殿里又只剩她一个人。沈戎慢慢抬起手,看着自己的掌心,刚刚掐过的地方,留着几道深深的红印,微微发疼。
她杀过很多人,敌人,陌生人,挡路的人。可这是第一次,杀自己人,杀那个跟了她四年、事事以她为先的姑娘。
那一夜,沈戎没合眼。她靠在床头,听着外头的打更声,一声,一声,敲到天蒙蒙亮。窗纸刚泛出点鱼肚白,外头便传来轻轻的脚步声。
小栓子站在帘外,声音压得极低,带着点哭腔:"娘娘……信儿过来了,春杏姐姐……她走了,说是……说是服毒自尽的,身上没搜出别的东西。"
他顿了顿,声音更哑了:"春杏姐姐……她让奴才带句话给娘娘。她说……她说'娘娘放心,春杏什么都没说'。还有……还有这个。"
小栓子从怀里掏出个东西,双手捧着递进来。是一块半旧的绢帕,边角绣着朵小小的杏花,针脚有些歪,是春杏自己绣的。帕子里包着几根沈戎掉在枕上的长发,用红线细细扎着。

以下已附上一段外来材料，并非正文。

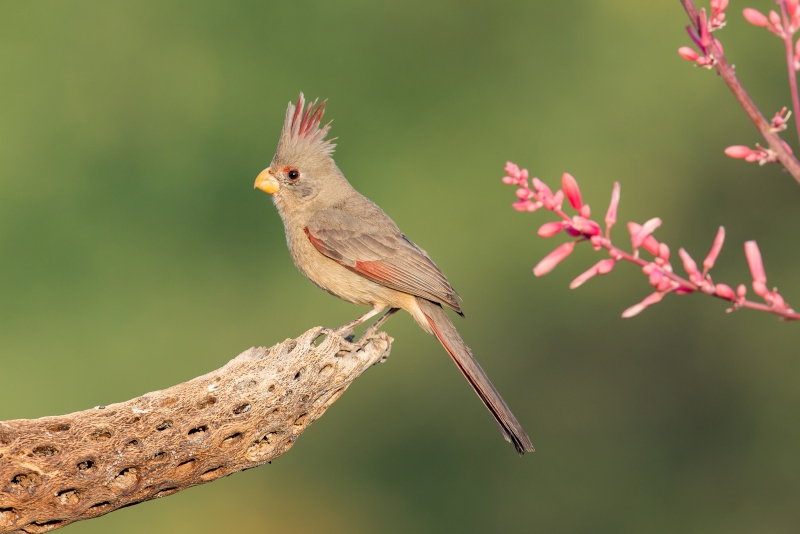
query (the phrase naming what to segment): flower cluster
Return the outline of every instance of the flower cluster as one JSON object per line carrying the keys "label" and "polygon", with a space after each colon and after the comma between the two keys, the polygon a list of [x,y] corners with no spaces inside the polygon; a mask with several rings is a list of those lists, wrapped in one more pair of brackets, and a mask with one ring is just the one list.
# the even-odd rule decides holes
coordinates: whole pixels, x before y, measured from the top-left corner
{"label": "flower cluster", "polygon": [[765,16],[762,12],[750,7],[746,7],[742,14],[744,19],[753,26],[767,28],[783,39],[800,29],[800,9],[798,9],[798,0],[780,0],[778,3],[781,4],[783,16],[775,11],[770,11],[769,16]]}
{"label": "flower cluster", "polygon": [[[606,211],[604,221],[605,232],[603,232],[600,224],[590,218],[591,209],[588,204],[584,204],[578,183],[571,174],[564,173],[562,175],[561,189],[553,193],[552,189],[538,178],[533,178],[529,185],[527,169],[520,169],[512,162],[506,164],[505,171],[506,176],[503,177],[503,183],[517,187],[518,200],[512,205],[514,209],[533,212],[544,208],[553,212],[560,219],[543,224],[539,228],[539,236],[550,238],[564,232],[572,238],[558,246],[534,267],[533,274],[536,276],[543,276],[552,271],[572,253],[575,245],[586,241],[592,244],[595,251],[606,249],[609,257],[600,260],[592,268],[575,278],[570,284],[571,289],[579,287],[596,275],[611,272],[616,263],[621,260],[639,265],[642,272],[648,277],[650,285],[655,289],[655,292],[647,296],[642,302],[625,310],[622,314],[625,318],[633,317],[648,306],[660,302],[668,293],[686,295],[698,292],[729,301],[732,304],[729,311],[739,308],[751,308],[774,313],[784,319],[800,320],[800,313],[792,310],[776,289],[769,290],[767,287],[767,278],[761,261],[761,253],[755,241],[745,243],[744,249],[750,266],[750,273],[753,276],[753,291],[764,300],[764,304],[747,300],[745,298],[747,287],[744,284],[740,284],[734,291],[730,286],[715,284],[712,280],[709,271],[714,267],[725,242],[724,228],[720,227],[717,232],[711,251],[703,260],[702,270],[688,252],[684,249],[678,251],[683,269],[688,275],[687,278],[684,278],[673,272],[672,264],[670,263],[670,249],[667,244],[660,243],[653,236],[653,232],[661,226],[661,219],[657,217],[641,225],[634,222],[628,223],[632,249],[630,253],[617,248],[611,242],[611,227],[617,221],[617,208],[620,198],[619,182],[614,184],[611,202]],[[569,201],[570,206],[577,212],[575,215],[569,216],[562,209],[565,199]],[[651,255],[652,258],[643,258],[641,256],[642,251]]]}
{"label": "flower cluster", "polygon": [[699,28],[695,29],[694,26],[686,26],[686,31],[689,32],[689,37],[692,39],[701,53],[698,53],[694,48],[689,46],[682,46],[678,49],[678,54],[683,59],[693,61],[700,67],[707,69],[712,68],[717,60],[714,59],[711,53],[711,44],[715,44],[720,52],[722,52],[722,44],[717,39],[711,37],[711,32],[719,30],[725,26],[725,9],[728,7],[728,0],[711,0],[711,17],[706,15],[705,8],[700,10]]}

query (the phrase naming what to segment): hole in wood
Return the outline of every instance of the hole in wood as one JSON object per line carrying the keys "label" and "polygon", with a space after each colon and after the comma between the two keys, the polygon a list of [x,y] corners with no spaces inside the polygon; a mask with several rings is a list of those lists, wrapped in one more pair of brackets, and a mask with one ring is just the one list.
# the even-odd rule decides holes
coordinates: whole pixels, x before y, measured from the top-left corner
{"label": "hole in wood", "polygon": [[94,461],[84,460],[78,464],[78,471],[88,471],[94,467]]}
{"label": "hole in wood", "polygon": [[202,475],[200,475],[200,479],[208,482],[209,480],[214,480],[215,478],[219,478],[225,472],[222,470],[221,467],[215,467],[214,469],[209,469]]}
{"label": "hole in wood", "polygon": [[11,479],[11,484],[20,488],[33,488],[42,483],[42,477],[38,473],[20,473]]}
{"label": "hole in wood", "polygon": [[247,413],[250,411],[249,404],[240,404],[236,408],[233,409],[234,415],[242,415],[243,413]]}
{"label": "hole in wood", "polygon": [[162,430],[166,430],[172,426],[172,419],[167,419],[166,421],[161,421],[156,425],[156,430],[161,432]]}
{"label": "hole in wood", "polygon": [[40,532],[50,532],[51,530],[55,530],[58,528],[58,525],[63,523],[64,521],[61,519],[53,519],[51,521],[34,521],[29,525],[25,525],[24,532],[29,532],[31,534],[39,534]]}
{"label": "hole in wood", "polygon": [[172,406],[176,402],[178,402],[178,399],[176,397],[167,397],[166,399],[161,401],[161,404],[159,404],[159,406],[162,408],[166,408],[167,406]]}
{"label": "hole in wood", "polygon": [[128,467],[119,472],[111,482],[111,487],[120,491],[129,491],[139,482],[139,470],[135,467]]}
{"label": "hole in wood", "polygon": [[209,406],[213,406],[216,403],[217,403],[217,398],[209,395],[208,397],[197,403],[197,408],[200,410],[205,410]]}
{"label": "hole in wood", "polygon": [[107,428],[101,428],[100,430],[95,430],[91,434],[89,434],[89,439],[92,441],[105,441],[107,439],[111,439],[111,431]]}
{"label": "hole in wood", "polygon": [[206,432],[208,432],[208,426],[200,425],[200,426],[196,426],[193,429],[191,429],[189,431],[189,435],[193,436],[195,438],[199,438],[199,437],[202,437],[203,434],[205,434]]}
{"label": "hole in wood", "polygon": [[227,438],[223,439],[222,443],[220,443],[219,446],[222,447],[222,448],[230,447],[232,445],[237,444],[241,439],[242,439],[242,433],[241,432],[237,432],[237,433],[231,434]]}
{"label": "hole in wood", "polygon": [[10,527],[19,519],[14,508],[0,508],[0,527]]}
{"label": "hole in wood", "polygon": [[172,495],[176,491],[178,491],[178,488],[176,488],[176,487],[166,488],[166,489],[163,489],[163,490],[159,491],[155,495],[153,495],[153,498],[154,499],[160,499],[161,497],[166,497],[167,495]]}
{"label": "hole in wood", "polygon": [[97,504],[93,504],[86,510],[87,514],[96,515],[105,513],[106,511],[111,509],[111,503],[108,501],[99,502]]}
{"label": "hole in wood", "polygon": [[60,491],[56,494],[56,497],[62,506],[75,506],[81,502],[80,494],[75,488]]}
{"label": "hole in wood", "polygon": [[178,464],[178,467],[175,468],[175,472],[180,476],[185,476],[194,469],[194,464],[195,464],[194,459],[181,462]]}
{"label": "hole in wood", "polygon": [[308,417],[308,414],[304,413],[303,415],[301,415],[300,417],[295,419],[295,421],[294,421],[295,428],[302,427],[305,424],[307,417]]}
{"label": "hole in wood", "polygon": [[38,456],[40,458],[55,456],[56,454],[58,454],[58,449],[56,449],[52,445],[39,445],[38,447],[34,447],[33,449],[33,455]]}
{"label": "hole in wood", "polygon": [[269,432],[265,434],[264,437],[253,443],[247,448],[246,457],[248,460],[257,461],[263,458],[264,456],[269,455],[270,452],[274,449],[276,443],[278,441],[278,433],[277,432]]}

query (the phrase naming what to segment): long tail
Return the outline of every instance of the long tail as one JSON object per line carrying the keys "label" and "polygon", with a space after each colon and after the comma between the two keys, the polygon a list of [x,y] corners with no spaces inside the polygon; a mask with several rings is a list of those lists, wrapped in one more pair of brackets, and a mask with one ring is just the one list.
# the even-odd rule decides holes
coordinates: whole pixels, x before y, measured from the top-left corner
{"label": "long tail", "polygon": [[489,381],[489,377],[481,369],[477,360],[472,356],[469,347],[458,335],[456,327],[450,322],[450,318],[442,309],[441,306],[429,300],[417,297],[417,304],[419,305],[428,324],[433,331],[433,335],[442,344],[450,357],[464,374],[464,377],[475,390],[475,393],[481,398],[483,403],[492,412],[492,415],[497,421],[497,426],[503,433],[506,441],[514,444],[520,456],[525,452],[533,452],[533,444],[522,425],[519,424],[517,418],[511,413],[511,410],[506,405],[503,398],[494,389],[494,386]]}

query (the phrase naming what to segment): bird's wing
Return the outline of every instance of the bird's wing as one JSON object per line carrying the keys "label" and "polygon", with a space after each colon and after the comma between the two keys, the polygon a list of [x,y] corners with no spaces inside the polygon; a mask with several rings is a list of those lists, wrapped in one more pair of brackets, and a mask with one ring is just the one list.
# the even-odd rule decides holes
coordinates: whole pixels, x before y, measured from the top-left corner
{"label": "bird's wing", "polygon": [[373,282],[461,313],[455,290],[425,251],[378,206],[359,200],[364,202],[325,208],[311,218],[304,230],[314,247]]}

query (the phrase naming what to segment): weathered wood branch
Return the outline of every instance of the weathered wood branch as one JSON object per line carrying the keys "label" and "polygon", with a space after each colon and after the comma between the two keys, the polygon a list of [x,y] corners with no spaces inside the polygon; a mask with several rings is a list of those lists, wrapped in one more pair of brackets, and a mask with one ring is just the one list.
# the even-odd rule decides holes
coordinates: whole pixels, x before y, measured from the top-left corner
{"label": "weathered wood branch", "polygon": [[0,532],[47,532],[269,462],[391,342],[317,327],[127,402],[0,422]]}

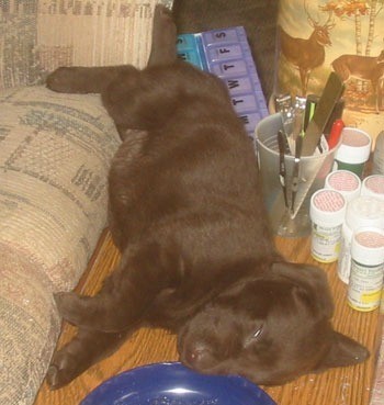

沈戎接过那方帕子,指尖触到上面还带着的一点温度,手抖了一下。
她想起春杏刚到侯府时,也是这样瘦瘦小小的,给她梳头时手都在抖,却认认真真把每一根头发都梳顺。后来熟了,春杏便总把她掉的头发收起来,说"小姐的头发金贵,不能随便扔"。
原来这姑娘,到死都记着。
沈戎将那方帕子紧紧攥在手里,指节泛白。她走到窗边,窗外的太阳正升起来,红彤彤的,照在雪地上,刺得人眼睛疼。她就那样站着,面朝窗外,背对着殿里,一动不动。
过了很久很久,她才轻轻开口,声音哑得像砂纸磨过:"知道了。去内务府支二十两银子,悄悄送到她家里去。就说……是宫里体恤老臣仆。"
"是。"小栓子退下去了。
沈戎依旧站着,手轻轻搭在窗棂上,指尖冰凉。那方绣着杏花的绢帕,被她塞进了贴身的衣襟里,贴着心口的位置。
春杏的死,是提醒也是代价。可只有她自己知道,从这一刻起,有些东西,已经不一样了。
她不再是那个只为任务活着的金鹰。她的手上,沾了自己人的血。
窗外的风卷着雪沫子扑进来,打在她脸上,凉得刺骨。她没有躲。